Milano - La corsa è a tirarsi fuori. E a coprire. Due giorni di interrogatori per dire che alla clinica Santa Rita si obbediva agli ordini, e che esisteva una catena di comando che dalla sala operatoria portava alla direzione sanitaria, e quindi alla proprietà. Perché tutti, all’interno della casa di cura, agivano «correttamente». Tanto, che nessuno ha mai denunciato nulla.
Martedì, era stato Pier Paolo Brega Massone - primario dell’unità di chirurgia toracica - ad aprire le danze. «Facevo tutto nell’interesse dei malati». Ieri, a difendersi è stato Renato Scarponi, capo equipe in Ortopedia, la «macchina da guerra». «Ho obbedito a quanto mi veniva imposto». Il medico, quindi, chiama in causa la direzione sanitaria della clinica: Gianluca Merlano e Maurizio Sampietro. Era da loro - spiega - che arrivavano le indicazioni sul «protocollo» da utilizzare all’interno della casa di cura. Ma «ho sempre riferito la verità - assicura Sampietro - non ho nessuna delle responsabilità che mi vengono imputate. Ero direttore sanitario, e come tale ho sempre svolto con puntualità i miei doveri». Anzi. Sampietro racconta che nelle occasioni in cui aveva contestato i Drg di Brega, quest’ultimo si era rivolto a Francesco Paolo Pipitone (socio unico della Santa Rita). L’intervento del notaio non lasciva spazio a repliche: alla direzione si chiedeva di chiudere un occhio sui comportamenti spregiudicati del medico.
Anche l’anestesista Giuseppe Sala ha «sempre correttamente». Ad ogni modo, proprio Sala sarà interrogato oggi dai pm Grazia Pradella e Tiziana Siciliano, che nella giornata di ieri hanno sentito altri cinque anestesisti. L’intenzione della Procura (che nel frattempo continua a indagare anche su altre cliniche milanesi, tra cui la San Siro e la San Pio X per interventi di chirurgia estetica su pazienti affetti da Hiv, inchiesta nota dal luglio dello scorso anno e di cui parlerà il settimanale Panorama in edicola oggi), è di mettere a confronto le versioni raccolte in questi due giorni tra quanti erano presenti agli interventi chirurgici sotto accusa, così da completare un quadro già ricco di molti particolari. E non è escluso che proprio dopo l’audizione dell’anestesista possano essere decise nuove iscrizioni nel registro degli indagati.

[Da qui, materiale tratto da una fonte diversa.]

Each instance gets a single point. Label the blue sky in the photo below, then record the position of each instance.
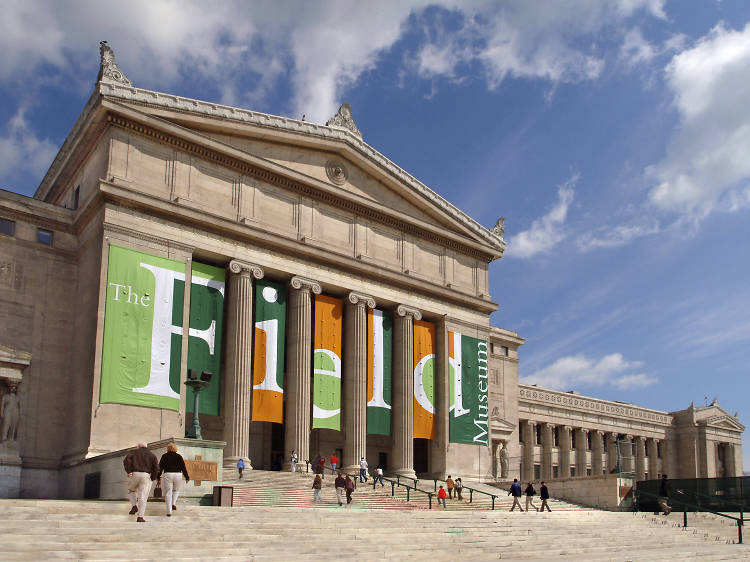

Quel che sembra emergere, insomma, è che alla Santa Rita erano in molti a non vedere. Lo ribadisce anche Paolo Pansera (dell’equipe di chirurgia toracica guidata da Brega), che al giudice dice di non essersi mai reso conto delle procedure sotto accusa, se non «quando la Asl ha presentato un esposto». Un inquirente sbotta. «Neanche un cane... Non un medico che abbia denunciato quanto stava accadendo, e che non si poteva non vedere». Un clima di omertà difficilmente conciliabile con la realtà abnorme descritta dagli atti d’indagine. Esemplari, in questo senso, i dialoghi tra Pipitone e il consulente della Santa Rita, il professor Luigi Legnani. Conversazioni nelle quali il medico - nominato come consulente dalla Santa Rita - non esita a utilizzare parole come «terribile», «incredibile», «disastrosa», e «sconcertante» per definire l’attività del dottor Brega. Valutazioni che non sembrano smuovere il notaio Pipitone.
Così rimane lui, il notaio, il primo anello della catena, che oggi sarà sentito dal giudice. Dagli arresti domiciliari, attraverso il suo legale, aveva subito preso le distanze dai medici che aveva a libro paga. Incluso Scarponi, la «macchina da guerra» quello che «opera anche chi non ne ha bisogno», finendo per fargli «guadagnare miliardi». Tutto nelle telefonate intercettate.